It was part of the tradition, after all: the living carrying the dead to their final home, one last reassuring touch from their friends and family so the spirit of the deceased would know that they were still loved, even though their physical body was gone. It also tended to keep the living from getting too cocky. The elders of the Janan tribe always said that death walked three steps behind life. It was always watching from the backs of the buzzard wasps and the black eyes of the poisonous snakes and lizards; it was right there in the sun's blistering heat and the sandstorm's skin-shredding winds. It was hard to forget that when you carried the dead to their rest with your own hands.
But as Zafirah gazed out at the scorched and battered remains of her kin, she found herself freezing in place. There were so, so many of them, their bodies so mangled… Her throat burned with bile and her hands shook. She looked away, eyes squeezed shut, her heart heavy. Then she opened her eyes and took a Bending stance, turning towards the nearest body. She recognized what was left of the face—he had been one of the men that handed out water and ice rations from the iceberg. She raised the sooty sand beneath him, lifting his remains up from the ground.

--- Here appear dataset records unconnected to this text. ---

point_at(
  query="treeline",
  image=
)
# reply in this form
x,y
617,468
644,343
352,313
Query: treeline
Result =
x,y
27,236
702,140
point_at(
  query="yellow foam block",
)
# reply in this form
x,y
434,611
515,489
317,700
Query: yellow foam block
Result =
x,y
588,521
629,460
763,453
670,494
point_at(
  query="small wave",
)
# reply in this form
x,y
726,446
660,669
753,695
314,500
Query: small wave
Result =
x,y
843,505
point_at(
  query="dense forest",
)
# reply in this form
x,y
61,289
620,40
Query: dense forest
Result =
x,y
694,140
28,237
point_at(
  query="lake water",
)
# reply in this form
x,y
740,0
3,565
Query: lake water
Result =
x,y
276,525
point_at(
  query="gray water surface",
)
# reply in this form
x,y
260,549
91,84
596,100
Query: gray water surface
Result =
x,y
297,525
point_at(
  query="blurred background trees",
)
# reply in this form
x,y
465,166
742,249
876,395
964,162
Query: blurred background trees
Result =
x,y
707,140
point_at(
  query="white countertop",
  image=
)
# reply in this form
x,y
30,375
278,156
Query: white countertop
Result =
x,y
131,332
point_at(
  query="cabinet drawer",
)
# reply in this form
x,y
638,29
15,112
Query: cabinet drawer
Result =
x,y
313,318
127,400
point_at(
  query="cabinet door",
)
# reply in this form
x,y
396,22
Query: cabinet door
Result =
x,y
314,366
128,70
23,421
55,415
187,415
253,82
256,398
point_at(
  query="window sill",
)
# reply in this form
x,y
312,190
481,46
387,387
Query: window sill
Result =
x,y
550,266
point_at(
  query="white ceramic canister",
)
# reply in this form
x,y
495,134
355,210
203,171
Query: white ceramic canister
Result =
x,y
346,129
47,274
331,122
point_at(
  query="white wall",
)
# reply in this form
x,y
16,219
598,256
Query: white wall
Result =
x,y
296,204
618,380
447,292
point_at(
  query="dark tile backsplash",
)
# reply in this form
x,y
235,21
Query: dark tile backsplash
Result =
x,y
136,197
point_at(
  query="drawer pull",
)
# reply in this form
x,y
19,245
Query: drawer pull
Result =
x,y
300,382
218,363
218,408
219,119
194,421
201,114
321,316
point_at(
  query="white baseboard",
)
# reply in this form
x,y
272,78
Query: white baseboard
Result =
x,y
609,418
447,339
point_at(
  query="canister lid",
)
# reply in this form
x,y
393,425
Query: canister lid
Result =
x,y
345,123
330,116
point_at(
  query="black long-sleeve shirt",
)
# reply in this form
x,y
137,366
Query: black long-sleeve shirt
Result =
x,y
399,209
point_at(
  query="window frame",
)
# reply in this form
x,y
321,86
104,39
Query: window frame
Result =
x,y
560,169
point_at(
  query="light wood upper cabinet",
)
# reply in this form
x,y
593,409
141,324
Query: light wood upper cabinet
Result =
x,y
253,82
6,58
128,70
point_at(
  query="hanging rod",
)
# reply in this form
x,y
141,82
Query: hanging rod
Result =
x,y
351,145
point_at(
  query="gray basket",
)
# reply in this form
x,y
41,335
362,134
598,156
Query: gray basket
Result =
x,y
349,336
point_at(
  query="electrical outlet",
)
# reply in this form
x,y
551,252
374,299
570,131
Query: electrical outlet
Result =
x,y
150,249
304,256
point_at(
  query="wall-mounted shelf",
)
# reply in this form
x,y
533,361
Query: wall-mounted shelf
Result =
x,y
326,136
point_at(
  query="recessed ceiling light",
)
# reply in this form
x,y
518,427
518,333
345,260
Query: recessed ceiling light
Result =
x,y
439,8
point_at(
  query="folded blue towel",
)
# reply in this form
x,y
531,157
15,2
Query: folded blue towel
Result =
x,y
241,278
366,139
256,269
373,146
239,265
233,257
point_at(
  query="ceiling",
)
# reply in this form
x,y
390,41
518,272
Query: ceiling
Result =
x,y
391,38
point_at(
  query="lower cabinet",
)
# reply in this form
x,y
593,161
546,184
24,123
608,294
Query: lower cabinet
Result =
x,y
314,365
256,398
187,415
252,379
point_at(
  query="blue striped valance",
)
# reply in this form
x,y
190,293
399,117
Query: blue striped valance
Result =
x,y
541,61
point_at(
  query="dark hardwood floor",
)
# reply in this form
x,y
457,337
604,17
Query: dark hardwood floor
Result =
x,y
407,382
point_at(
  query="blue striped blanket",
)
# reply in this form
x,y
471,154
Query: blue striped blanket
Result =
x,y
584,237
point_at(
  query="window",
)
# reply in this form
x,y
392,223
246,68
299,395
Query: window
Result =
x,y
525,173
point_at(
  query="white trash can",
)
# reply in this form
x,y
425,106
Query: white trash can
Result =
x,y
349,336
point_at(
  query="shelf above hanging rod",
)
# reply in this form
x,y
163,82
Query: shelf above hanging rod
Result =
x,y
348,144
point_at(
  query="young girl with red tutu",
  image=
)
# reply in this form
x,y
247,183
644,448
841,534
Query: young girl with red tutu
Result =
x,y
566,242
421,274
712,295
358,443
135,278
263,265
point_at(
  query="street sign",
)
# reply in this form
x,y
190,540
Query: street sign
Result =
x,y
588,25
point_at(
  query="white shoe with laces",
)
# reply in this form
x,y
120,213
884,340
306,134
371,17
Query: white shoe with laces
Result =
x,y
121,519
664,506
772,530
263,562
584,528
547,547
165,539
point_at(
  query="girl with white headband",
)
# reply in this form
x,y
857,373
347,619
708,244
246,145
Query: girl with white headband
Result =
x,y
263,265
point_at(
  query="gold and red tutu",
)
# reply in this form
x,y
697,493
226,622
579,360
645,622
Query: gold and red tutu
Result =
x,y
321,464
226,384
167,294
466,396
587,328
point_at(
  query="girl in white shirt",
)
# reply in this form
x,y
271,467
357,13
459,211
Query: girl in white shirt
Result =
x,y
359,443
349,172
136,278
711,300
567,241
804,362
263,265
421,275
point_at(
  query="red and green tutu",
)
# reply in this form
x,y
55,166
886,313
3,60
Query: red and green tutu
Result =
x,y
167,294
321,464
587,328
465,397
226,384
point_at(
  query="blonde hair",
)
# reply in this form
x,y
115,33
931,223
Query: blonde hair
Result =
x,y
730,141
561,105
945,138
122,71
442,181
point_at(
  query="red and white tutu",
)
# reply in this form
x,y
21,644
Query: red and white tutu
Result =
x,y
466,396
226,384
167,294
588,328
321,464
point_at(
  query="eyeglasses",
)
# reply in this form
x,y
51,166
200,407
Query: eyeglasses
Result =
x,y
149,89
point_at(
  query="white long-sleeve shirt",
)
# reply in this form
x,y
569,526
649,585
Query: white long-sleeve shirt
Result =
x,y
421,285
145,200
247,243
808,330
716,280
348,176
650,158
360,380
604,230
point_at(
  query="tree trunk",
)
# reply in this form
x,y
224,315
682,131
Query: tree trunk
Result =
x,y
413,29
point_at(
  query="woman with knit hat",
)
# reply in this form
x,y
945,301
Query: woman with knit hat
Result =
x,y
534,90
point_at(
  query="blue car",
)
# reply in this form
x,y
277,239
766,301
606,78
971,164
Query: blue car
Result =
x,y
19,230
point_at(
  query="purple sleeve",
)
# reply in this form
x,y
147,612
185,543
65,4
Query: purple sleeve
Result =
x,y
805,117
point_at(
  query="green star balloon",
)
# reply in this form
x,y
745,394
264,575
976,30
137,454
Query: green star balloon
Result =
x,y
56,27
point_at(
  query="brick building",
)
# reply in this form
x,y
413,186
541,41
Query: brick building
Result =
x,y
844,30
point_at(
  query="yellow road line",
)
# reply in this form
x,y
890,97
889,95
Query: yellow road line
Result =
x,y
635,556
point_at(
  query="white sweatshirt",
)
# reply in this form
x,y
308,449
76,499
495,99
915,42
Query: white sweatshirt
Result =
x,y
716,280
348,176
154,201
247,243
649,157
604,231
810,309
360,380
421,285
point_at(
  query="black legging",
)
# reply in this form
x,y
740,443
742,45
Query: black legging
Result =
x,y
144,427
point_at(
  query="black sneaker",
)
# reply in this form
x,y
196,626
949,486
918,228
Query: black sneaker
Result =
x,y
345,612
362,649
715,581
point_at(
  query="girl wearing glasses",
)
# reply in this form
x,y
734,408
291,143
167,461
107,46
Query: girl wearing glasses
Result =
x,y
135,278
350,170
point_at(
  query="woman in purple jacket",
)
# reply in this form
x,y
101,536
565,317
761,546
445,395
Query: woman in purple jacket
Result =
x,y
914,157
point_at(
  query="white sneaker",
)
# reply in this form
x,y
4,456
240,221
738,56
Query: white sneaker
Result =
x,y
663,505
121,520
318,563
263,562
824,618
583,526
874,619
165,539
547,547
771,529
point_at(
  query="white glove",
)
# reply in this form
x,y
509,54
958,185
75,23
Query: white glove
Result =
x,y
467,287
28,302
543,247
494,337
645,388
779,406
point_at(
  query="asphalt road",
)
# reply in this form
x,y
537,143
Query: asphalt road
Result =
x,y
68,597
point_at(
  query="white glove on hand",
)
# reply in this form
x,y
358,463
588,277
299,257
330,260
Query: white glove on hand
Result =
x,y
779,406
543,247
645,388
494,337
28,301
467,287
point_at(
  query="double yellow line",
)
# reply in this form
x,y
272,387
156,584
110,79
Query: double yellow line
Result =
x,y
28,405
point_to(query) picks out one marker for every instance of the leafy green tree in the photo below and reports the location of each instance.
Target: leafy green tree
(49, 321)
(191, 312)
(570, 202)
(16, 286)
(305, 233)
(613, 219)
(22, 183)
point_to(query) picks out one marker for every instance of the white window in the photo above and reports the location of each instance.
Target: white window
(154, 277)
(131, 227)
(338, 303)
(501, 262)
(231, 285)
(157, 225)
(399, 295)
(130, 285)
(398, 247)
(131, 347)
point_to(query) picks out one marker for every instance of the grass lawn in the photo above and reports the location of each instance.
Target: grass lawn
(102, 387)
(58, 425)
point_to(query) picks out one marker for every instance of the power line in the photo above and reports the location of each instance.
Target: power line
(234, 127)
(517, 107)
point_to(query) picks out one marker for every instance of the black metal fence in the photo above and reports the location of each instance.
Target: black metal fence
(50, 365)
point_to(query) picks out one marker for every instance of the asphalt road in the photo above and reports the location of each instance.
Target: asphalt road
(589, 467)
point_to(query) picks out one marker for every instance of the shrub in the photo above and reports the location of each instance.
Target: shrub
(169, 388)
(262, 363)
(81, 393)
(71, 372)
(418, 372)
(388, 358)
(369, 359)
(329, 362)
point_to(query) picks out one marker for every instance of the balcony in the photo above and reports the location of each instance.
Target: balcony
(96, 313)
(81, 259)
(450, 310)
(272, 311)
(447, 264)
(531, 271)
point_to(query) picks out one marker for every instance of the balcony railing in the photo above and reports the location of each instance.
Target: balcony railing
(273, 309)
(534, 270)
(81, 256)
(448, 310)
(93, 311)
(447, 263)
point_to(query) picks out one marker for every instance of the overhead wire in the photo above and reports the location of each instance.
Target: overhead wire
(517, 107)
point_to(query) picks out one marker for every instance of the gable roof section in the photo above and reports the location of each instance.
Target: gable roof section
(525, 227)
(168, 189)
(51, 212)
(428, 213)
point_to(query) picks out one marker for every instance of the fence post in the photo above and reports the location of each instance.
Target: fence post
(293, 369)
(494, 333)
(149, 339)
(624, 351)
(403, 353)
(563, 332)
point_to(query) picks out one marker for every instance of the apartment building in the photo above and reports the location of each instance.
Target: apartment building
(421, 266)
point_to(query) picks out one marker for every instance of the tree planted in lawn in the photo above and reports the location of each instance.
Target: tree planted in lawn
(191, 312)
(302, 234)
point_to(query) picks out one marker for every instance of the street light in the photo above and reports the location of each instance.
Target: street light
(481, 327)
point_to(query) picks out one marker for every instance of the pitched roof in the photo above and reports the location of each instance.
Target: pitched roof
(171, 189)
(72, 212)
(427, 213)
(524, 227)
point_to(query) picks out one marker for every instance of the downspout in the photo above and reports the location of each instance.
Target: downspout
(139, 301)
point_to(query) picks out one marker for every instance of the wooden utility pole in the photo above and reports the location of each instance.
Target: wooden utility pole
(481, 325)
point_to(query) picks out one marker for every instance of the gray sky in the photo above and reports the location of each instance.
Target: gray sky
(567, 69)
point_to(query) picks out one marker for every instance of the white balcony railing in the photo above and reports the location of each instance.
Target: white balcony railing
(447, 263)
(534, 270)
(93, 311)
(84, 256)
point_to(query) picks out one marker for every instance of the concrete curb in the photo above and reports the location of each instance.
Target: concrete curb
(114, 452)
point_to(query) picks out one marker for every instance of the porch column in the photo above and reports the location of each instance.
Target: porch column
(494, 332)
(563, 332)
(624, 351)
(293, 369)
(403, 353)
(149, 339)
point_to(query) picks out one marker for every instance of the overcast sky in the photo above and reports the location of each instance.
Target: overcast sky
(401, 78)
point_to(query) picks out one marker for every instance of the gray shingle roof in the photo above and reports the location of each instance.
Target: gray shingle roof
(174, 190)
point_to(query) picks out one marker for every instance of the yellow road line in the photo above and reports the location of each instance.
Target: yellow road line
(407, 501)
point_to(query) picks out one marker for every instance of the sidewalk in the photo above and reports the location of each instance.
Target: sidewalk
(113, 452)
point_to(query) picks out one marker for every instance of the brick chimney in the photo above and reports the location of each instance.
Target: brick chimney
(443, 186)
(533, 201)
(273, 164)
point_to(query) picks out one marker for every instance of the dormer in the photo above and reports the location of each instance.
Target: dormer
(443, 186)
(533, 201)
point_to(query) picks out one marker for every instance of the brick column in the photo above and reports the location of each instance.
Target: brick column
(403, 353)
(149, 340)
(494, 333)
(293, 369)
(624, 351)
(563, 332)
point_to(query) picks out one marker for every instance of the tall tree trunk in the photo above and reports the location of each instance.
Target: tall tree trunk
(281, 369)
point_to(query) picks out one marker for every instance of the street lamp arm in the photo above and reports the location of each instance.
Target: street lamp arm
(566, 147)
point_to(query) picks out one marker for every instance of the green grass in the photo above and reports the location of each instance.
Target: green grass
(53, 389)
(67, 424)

"Zafirah—" Basam started, eyes widening in shock. She turned her stare on him, eyes narrowed, jaw clenched. He took an uneasy step back and looked over at the body beside the one she had lifted. He knew what she was challenging him to do. He sucked in a deep breath and shuffled over to the corpse, its face too blackened to be recognizable. He regarded the body for a long moment… and then he sighed in defeat and did the same thing she had done. Zafirah could only feel a sickening hollowness in her gut; neither of them had the stomach to do what was right.
Kuei felt guilt wash over him anew as he entered the pantry. The room was smaller than he'd assumed, its shelves alarmingly barren. These people had nothing, and still they opened their home to a stranger—a stranger whose arrival had been accompanied by misfortune. He couldn't stop the chilling thought that perhaps the Fire Nation had followed him to the desert… But no, surely a dethroned and exiled king wasn't enough of a threat to warrant that much effort? He hadn't been the one with the true power to begin with, and Princess Azula must have known that from her dealings with Long Feng— and that old traitor was surely either dead or imprisoned by now. Nevertheless, the fact remained that disaster had been shadowing his footsteps with relentless consistency.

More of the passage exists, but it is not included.